[lttng-dev] [for-next][PATCH 08/20] tracing: Warn if a tracepoint is not set via debugfs

Wed Mar 12 14:02:02 EDT 2014

On Wed, 12 Mar 2014 16:40:51 +0000 (UTC)
Mathieu Desnoyers <mathieu.desnoyers at efficios.com> wrote:

> > Please tell me one in-tree user that will be impacted?
> 
> I'm talking about all users of tracepoints, all in tree and out of tree
> users. We need the design and API for tracepoint to stay sound, and for that
> we need to study carefully the impact of the changes you propose on module
> load/unload scenarios.

Right now the current change actually fixes a bug. It tells the tracing
utility that the tracepoint that was to be enabled was or wasn't.

> > And the distribution just magically installs itself onto a computer? No,
> > a user does, and in doing so, they set up udev. A person installing a
> > distribution is a sysadmin. Even if it's grandma installing it herself.
> > She owns the box, no one else is doing anything for her (unless it's
> > your grandma).
> 
> In a corporate environment, it's pretty much never the end user who ends
> up being the system administrator of his machine.

And they shouldn't be tracing their modules. That should be up to the
corporate system administrators.

> > Tracing is a root privilege.
> 
> Tracing the kernel should require root privilege for the process interacting
> with the kernel ABI, I agree with that part. However, the end user of the
> machine should not need to be in a root shell to interact with tracing. For
> instance, if the tracer only provides summarized information pinpointing
> issues, the system administrator could very well allow the end user to use
> tracing without being root.
> 
> An example of this is the way laptops nowadays handle wifi connexions through
> a root daemon setting up the network (interfacing with kernel ABI), but which
> gets the user interaction though a user interface running in user context.
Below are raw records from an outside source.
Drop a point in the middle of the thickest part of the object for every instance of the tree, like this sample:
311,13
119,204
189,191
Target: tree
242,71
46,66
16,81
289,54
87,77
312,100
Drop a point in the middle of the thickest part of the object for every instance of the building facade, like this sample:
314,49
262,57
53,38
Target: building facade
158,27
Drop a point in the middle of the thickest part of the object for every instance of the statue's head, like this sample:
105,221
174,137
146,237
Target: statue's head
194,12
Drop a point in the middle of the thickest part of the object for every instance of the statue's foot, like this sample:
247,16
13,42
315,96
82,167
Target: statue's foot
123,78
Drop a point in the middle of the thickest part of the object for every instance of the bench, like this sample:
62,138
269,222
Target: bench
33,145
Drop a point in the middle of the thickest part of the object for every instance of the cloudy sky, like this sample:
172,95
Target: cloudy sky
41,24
This is all out of scope with the latest proposal, so I will ignore it.

> > This seems very specific to a single tracing tool that happens not to
> > be in the kernel tree.
> 
> And the reason for that is because the said kernel community has been deaf to
> the requirements of the user-base we target. Unlike Ftrace, we are not targeting
> kernel developers, and unlike perf, we are not targeting sampling use-cases. Yes,
> there is a partial infrastructure overlap, but LTTng has been rejected on the
> ground of "fear of work duplication" which, frankly, makes no sense, since we are
> targeting different use cases. Some of the infrastructure work needs to be done
> in common, and some of the work needs to go in different directions.
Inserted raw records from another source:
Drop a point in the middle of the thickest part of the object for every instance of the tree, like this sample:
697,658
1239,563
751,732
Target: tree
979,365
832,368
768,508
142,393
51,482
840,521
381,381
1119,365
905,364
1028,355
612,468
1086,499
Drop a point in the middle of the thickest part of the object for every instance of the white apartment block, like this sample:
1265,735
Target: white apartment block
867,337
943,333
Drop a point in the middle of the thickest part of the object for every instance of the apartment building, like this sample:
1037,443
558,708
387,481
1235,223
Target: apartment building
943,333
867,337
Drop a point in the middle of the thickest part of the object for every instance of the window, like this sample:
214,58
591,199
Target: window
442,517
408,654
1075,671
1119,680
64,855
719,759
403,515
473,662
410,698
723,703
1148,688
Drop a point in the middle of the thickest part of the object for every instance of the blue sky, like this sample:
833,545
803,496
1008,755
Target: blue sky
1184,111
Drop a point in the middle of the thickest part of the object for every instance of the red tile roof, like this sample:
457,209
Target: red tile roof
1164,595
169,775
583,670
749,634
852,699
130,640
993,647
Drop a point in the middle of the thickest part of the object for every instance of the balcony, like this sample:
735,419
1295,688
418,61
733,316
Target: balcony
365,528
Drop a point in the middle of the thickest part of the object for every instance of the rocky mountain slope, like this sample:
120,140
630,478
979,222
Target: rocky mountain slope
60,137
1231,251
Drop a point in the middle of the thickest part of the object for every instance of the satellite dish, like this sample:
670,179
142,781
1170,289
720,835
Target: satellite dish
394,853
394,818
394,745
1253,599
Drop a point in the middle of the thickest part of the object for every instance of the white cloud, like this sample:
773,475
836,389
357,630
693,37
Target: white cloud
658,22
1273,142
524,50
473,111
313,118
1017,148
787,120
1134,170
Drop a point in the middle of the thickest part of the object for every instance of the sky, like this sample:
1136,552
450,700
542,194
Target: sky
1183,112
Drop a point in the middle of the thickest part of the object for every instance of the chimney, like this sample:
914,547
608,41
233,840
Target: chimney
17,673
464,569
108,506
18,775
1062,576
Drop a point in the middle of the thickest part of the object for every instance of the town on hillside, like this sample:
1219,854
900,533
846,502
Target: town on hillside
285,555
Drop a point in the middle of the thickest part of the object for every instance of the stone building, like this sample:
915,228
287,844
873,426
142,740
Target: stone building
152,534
Honestly, LTTng has been rejected because the maintainer of it tends to
sacrifice everything else to make tracing better.

> > 
> > Why would grandma want to trace the kernel?
> 
> Perhaps because her kernel crashes and she hates to lose the emails she is
> writing to her grandchildren when the crash happens, and because there is a
> nice tool that allow her to click "yes, I want to report issues to my
> favorite Linux distribution", which will then analyze the trace report and
> come up with an automated kernel upgrade a few weeks later.
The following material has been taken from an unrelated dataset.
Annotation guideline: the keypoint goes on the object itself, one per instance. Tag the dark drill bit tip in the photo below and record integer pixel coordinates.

A distro could set something like this up, with todays tools. If
grandma needed to start tracing, it was already too late for her to get
a report.

> > I actually never said that. I said that you could have a proxy to
> > enable or disable the tracepoint. I don't know where you're getting
> > this crap from. Yes, I have suggested in the past that the ideal
> > approach is to have modprobe handle it, just like it handles other
> > module changes for one time deals. And yes, tracing a module is a one
> > time deal. But you seem to be getting in a tizzy thinking that's what I
> > recommended yesterday.
> 
> This was the logical consequence of your recommendation of having a root proxy
> daemon to handle this.

You read too much into what I say. Like the "No signed-off-by". I was
actually telling you that tracepoints should not be enabled by non root
unless there was a daemon to control it. We both got off an tangents.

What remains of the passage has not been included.